Moreover, the values of correlation coefficients among variables are low. This result indicates the absence of significant multicollinearity problems. Finally, there are no missing observations. This result is also indicates that the data used in the model is balanced panel.

After the analysis of descriptive statistics and correlation matrix, the cross-sectional dependency tests were applied. In this study, CDLM tests of Breusch and Pagan (1980) and Pesaran et al. (2008) were used to analyze whether there is a cross-sectional dependency. According to Table A1, the null hypothesis expresses that no cross-section dependence for the variable is rejected both in BRIC-T countries. After determining the cross-sectional dependency, panel unit root test was used for testing the stationarity of the variables. The results of panel unit root tests related to the IR, interest-rate and exchange-rate are shown in Table 2.

According to Table 2, the null hypothesis, which states that there is a unit root for the IR, cannot be rejected for Turkey, Brazil and India except China and Russia. When we investigated Turkey, four structural breaks were estimated. Two of these breaks in the early 2000s corresponding to observations 2001Q1 and 2002Q2 appeared to be consistent with the economic crises that happened in 2000. One of these breaks appeared in 2008Q1 is consistent with global economic crisis. Lastly, the structural break appeared in 1998Q2 is consistent with the political crisis in Turkey. Also, it was observed that structural breaks were occurred in the 1998Q2 and 2000Q4 periods in Brazil, India and Russia. These breaks showed similarity with the Asian crisis, Russia crisis and Argentine crisis from a historical point. Besides, the structural breaks in 2007Q4 and 2008Q3 indicate the beginning of the global economic crisis.

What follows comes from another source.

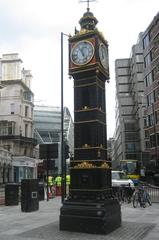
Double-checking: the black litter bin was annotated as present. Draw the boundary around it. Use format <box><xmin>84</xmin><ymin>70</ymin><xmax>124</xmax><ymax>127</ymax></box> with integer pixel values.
<box><xmin>5</xmin><ymin>183</ymin><xmax>19</xmax><ymax>206</ymax></box>
<box><xmin>38</xmin><ymin>183</ymin><xmax>45</xmax><ymax>201</ymax></box>
<box><xmin>21</xmin><ymin>179</ymin><xmax>39</xmax><ymax>212</ymax></box>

According to Table 3, the null hypothesis, which states that there is a unit root for interest-rate, cannot be rejected for all countries. Many of the structural shifts were found in different periods. For instance in Turkey, there were six structural breaks between the 1999Q4 and 2016Q4 periods. These periods are consistent with the structural breaks periods of IR except the breaks appeared in 2015Q4 and 2016Q4. In these periods, there were political tension in Turkey. In Brazil, four structural breaks were determined between 1997Q3 and 1998Q2 periods. Also, the structural break appeared in 2002Q1 shows the date of Argentine crisis. Besides, one structural break was found in 2009Q1. The dates of structural breaks for China, India and Russia show similarity with the dates of structural breaks for IR in these three countries. These dates are consistent with tha beginning dates of the Asian crisis, Russia crisis and global financial crisis.

According to Table 4, the null hypothesis, which states that there is a unit root in foreign exchange-rate, is accepted for all of the countries except India. The structural breaks happened between 1997Q2 and 2001Q4 are consistent with Asian, Russia and Argentine Crisis. Also, the structural breaks appeared between 2007Q4 and 2009Q2 are consistent with the global economic crisis. Finally, the structural break in 2016Q4 indicates the year, when the political tension occurred in Turkey.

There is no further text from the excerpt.